In Utah, the Supreme Court’s opinion was sent to the state legislature’s general counsel Friday where it was determined that a 2020 statute “prohibiting all elective abortions in Utah, except in rare circumstances involving rape, incest or medical emergency,” could take effect, according to a state legislature news release.

In Texas, the state’s trigger law takes effect 30 days after the court’s judgement. But Whole Women’s Health, an organization that has operated four clinics providing reproductive health services in Texas and other states, said it had stopped providing abortion procedures altogether following Friday’s ruling. 

Kentucky’s Republican attorney general, Daniel Cameron, said his state’s trigger law had also gone into effect immediately following Friday’s ruling. Kentucky’s law contains exceptions for the health of the mother, but not for rape or incest.

Arkansas’ Republican attorney general, Leslie Rutledge, also initiated enforcement.

Idaho Gov. Brad Little, a Republican, said his state’s abortion ban will go into effect this summer.
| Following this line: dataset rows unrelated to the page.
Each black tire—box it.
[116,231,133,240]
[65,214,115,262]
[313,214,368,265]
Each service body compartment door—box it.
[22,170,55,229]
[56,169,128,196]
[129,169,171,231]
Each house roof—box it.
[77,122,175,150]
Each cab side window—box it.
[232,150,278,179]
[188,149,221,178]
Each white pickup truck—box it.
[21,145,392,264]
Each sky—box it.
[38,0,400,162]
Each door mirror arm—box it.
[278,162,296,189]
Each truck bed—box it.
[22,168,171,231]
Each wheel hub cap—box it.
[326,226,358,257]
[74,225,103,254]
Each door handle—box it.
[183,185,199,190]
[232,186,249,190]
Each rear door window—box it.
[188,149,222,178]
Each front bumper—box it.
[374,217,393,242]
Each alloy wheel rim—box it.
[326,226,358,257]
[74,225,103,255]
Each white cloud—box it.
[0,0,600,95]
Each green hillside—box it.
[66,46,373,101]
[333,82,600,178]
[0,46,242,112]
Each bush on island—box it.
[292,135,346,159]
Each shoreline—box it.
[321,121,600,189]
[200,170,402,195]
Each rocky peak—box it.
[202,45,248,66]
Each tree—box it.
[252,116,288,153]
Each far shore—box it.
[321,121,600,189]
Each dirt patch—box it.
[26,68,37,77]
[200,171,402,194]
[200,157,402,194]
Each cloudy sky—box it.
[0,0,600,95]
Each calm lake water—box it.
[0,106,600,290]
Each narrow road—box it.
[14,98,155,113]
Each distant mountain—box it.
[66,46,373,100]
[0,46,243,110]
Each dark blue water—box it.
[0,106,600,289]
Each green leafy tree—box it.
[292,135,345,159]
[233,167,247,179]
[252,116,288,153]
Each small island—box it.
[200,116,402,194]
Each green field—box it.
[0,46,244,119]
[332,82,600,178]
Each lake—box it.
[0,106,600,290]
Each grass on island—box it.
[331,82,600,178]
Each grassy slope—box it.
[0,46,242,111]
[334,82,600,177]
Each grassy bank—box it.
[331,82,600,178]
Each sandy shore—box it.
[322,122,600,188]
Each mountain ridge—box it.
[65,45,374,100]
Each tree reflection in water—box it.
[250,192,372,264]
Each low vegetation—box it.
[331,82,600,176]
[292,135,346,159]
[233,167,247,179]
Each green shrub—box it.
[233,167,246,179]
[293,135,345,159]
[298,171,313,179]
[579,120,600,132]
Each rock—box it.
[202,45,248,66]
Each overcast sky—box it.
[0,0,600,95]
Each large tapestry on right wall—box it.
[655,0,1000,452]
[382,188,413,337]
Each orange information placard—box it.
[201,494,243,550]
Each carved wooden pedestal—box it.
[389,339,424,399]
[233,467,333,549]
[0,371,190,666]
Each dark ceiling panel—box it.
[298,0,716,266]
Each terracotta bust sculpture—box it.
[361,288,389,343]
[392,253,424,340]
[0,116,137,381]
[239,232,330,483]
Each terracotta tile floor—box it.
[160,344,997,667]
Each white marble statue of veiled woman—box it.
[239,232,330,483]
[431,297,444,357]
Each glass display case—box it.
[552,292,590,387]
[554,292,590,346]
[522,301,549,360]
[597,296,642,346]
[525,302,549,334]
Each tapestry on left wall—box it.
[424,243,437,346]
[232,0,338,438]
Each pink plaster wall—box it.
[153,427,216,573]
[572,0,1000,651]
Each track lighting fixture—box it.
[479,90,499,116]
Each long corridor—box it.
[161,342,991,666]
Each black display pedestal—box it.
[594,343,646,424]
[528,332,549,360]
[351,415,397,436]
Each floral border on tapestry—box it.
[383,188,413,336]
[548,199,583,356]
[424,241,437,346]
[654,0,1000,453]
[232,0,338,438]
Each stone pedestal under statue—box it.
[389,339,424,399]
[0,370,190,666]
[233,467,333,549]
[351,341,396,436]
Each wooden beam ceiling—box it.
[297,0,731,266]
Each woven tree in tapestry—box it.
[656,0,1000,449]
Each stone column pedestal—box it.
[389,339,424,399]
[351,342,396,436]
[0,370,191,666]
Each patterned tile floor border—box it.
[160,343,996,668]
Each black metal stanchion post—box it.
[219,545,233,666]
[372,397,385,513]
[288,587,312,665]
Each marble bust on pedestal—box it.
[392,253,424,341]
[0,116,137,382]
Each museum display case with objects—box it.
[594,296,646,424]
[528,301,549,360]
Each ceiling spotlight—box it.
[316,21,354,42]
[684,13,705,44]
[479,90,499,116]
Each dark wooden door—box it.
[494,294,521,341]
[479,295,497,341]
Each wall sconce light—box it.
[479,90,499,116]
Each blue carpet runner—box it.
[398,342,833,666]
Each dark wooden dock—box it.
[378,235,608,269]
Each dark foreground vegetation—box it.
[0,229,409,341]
Some of the states with pre-Roe bans had those laws back before a judge after the Supreme Court ruling.

In Michigan, a 1931 law that calls for up to four years of prison time for doctors who perform abortions — and possibly women who take medication to induce an abortion — took effect Friday, Democratic Gov. Gretchen Whitmer said in a statement.

Whitmer, who is up for re-election this fall, called the law “antiquated” and noted that, “for now, a Michigan court has put a temporary hold on the law” — but that the “decision is not final.” Whitmer filed a lawsuit in April urging her state’s Supreme Court to determine whether the Michigan Constitution protects the right to an abortion.

In Wisconsin, meanwhile, Planned Parenthood announced it was “temporarily suspending” abortion services in response to the Supreme Court decision and a 19th century state law.

“Because Wisconsin’s criminal abortion ban remains in effect, Planned Parenthood Wisconsin is temporarily suspending abortion services,”  the group’s president, Tanya Atkinson, said.

Wisconsin has an 1849 law banning abortion in almost all cases, which has technically taken effect. However, the state’s Democratic governor, Tony Evers, and Democratic attorney general Josh Kaul — who are both seeking re-election this year — have vowed to not enforce it.

In Arizona, Roe’s reversal reinstated a 1901 law criminalizing abortion, making it a felony punishable by two to five years in prison for anyone who performs an abortion or even helps a woman obtain one. The law, which dates to before Arizona was a state but has never been repealed, includes an exception to save the woman’s life.

More recent restrictions have been passed in Arizona, though, including a law signed in March by Republican Gov. Doug Ducey banning abortions after 15 weeks of pregnancy. The law makes exceptions for medical emergencies but not for rape or incest. Legislators have wrangled over which law should have superseding authority, though Republican attorney general Mark Brnovich said Friday that the state’s 15-week ban will go into effect this summer.

In many other GOP-led states, 15- and six-week bans, which are now legal, will quickly go into effect as state officials take steps in court.

In Georgia, for example, attorney general Chris Carr, a Republican, said the state filed Friday to lift a stay on the state’s 2019 law banning abortions at about six weeks into pregnancy, before many women even know they’re pregnant.

The law, like many others, had been blocked by a federal appeals court. The law includes exceptions for rape and incest if the victims have filed police reports and if doctors have deemed the pregnancies “medically futile.”